Aus dieser Höhe der Rückstände allein kann jedoch nicht auf eine zweckwidrige Verlagerung des Insolvenzrisikos geschlossen werden, weil für einen Entfall des Schutzes nach dem IESG bedingter Vorsatz hinsichtlich der Verlagerung des Finanzierungsrisikos erforderlich ist. Zur Beurteilung, ob durch das lange Stehenlassen der Entgelte der zumindest bedingte Vorsatz indiziert ist, zieht der Oberste Gerichtshof einen "Fremdvergleich" heran und stellt dabei darauf ab, bis zu welchem Zeitpunkt auch ein "unbeteiligter" Arbeitnehmer im Unternehmen verblieben wäre (8 ObS 206/00b = WBl 2001/91 mwN). Im Zusammenhang damit und in Fortführung dieser Rechtsprechung hat dann der OGH wiederholt ausgesprochen, dass "völlig atypisch gestaltete" Arbeitsverhältnisse, die nicht auf die Erzielung von Entgelt für die Bestreitung des Lebensunterhaltes gerichtet sind, nicht nach den Bestimmungen des IESG gesichert sind.

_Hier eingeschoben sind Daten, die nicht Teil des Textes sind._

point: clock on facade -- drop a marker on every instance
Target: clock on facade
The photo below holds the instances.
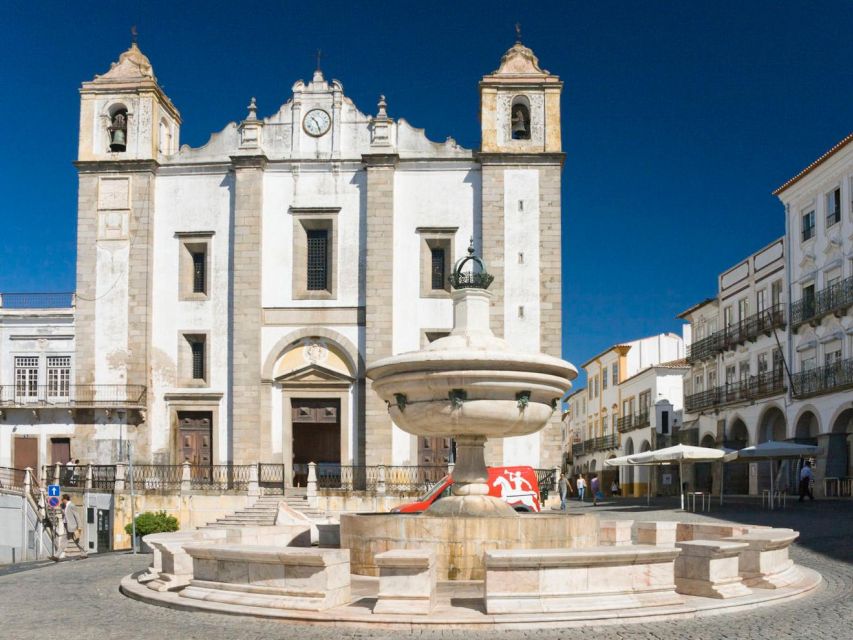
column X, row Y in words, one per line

Das "verfahrenstechnische" Mittel des Fremdvergleiches und die darauf aufbauende Beurteilung des "atypischen Arbeitsverhältnisses" darf aber nicht mit dem eigentlichen Ausschlussgrund, der Übertragung des Finanzierungsrisikos verwechselt werden. Die Beurteilung als "atypisches Arbeitsverhältnis", bei dem es dem Arbeitnehmer - anders als vom IESG zugrundegelegt - nicht auf die Erzielung von Entgelt zur Bestreitung seines Lebensunterhaltes ankommt, ist nur der Ausdruck für das Ergebnis des Fremdvergleiches, der wieder nur zur Beurteilung dient, ob ein bestimmtes Verhalten, nämlich das Stehenlassen des Entgelts, den zumindest bedingten Vorsatz des Arbeitnehmers hinsichtlich der Verlagerung des Finanzierungsrisikos indiziert.

Der Fremdvergleich hat dabei sämtliche objektiven Anhaltspunkte heranzuziehen. Dabei ist insbesondere zu berücksichtigen, in welchem Ausmaß Entgeltrückstände entstanden sind, aber auch, wann diese (in welcher Höhe) entstanden sind und in welchem Ausmaß in diesem Zeitraum vom Arbeitgeber Nachzahlungen auf den Rückstand geleistet wurden. Wird beispielsweise durchgehend ein Jahr lang vom Arbeitgeber überhaupt keine Zahlung erbracht, trifft auch den in keiner Nahebeziehung zum Arbeitgeber stehenden Arbeitnehmer, der sich den Schutz des IESG erhalten will, eine Obliegenheit zum Austritt. Werden dagegen laufend, wenn auch verspätet, Zahlungen geleistet, muss beobachtet werden, wie sich das Aufbauen von Rückständen einerseits und Zahlungen auf Rückstände andererseits im Verhältnis zueinander entwickelt haben. Im konkreten Fall kann auf Grund fehlender Feststellungen nicht von vornherein ausgeschlossen werden, dass der Rückstand erst in den letzten Monaten vor dem Austritt besonders angewachsen ist, sodass das Arbeitsverhältnis - unter der Prämisse eines rechtzeitigen Austritts - noch als auf die Erzielung von Entgelt für die Bestreitung des Lebensunterhaltes gerichtet angesehen werden könnte.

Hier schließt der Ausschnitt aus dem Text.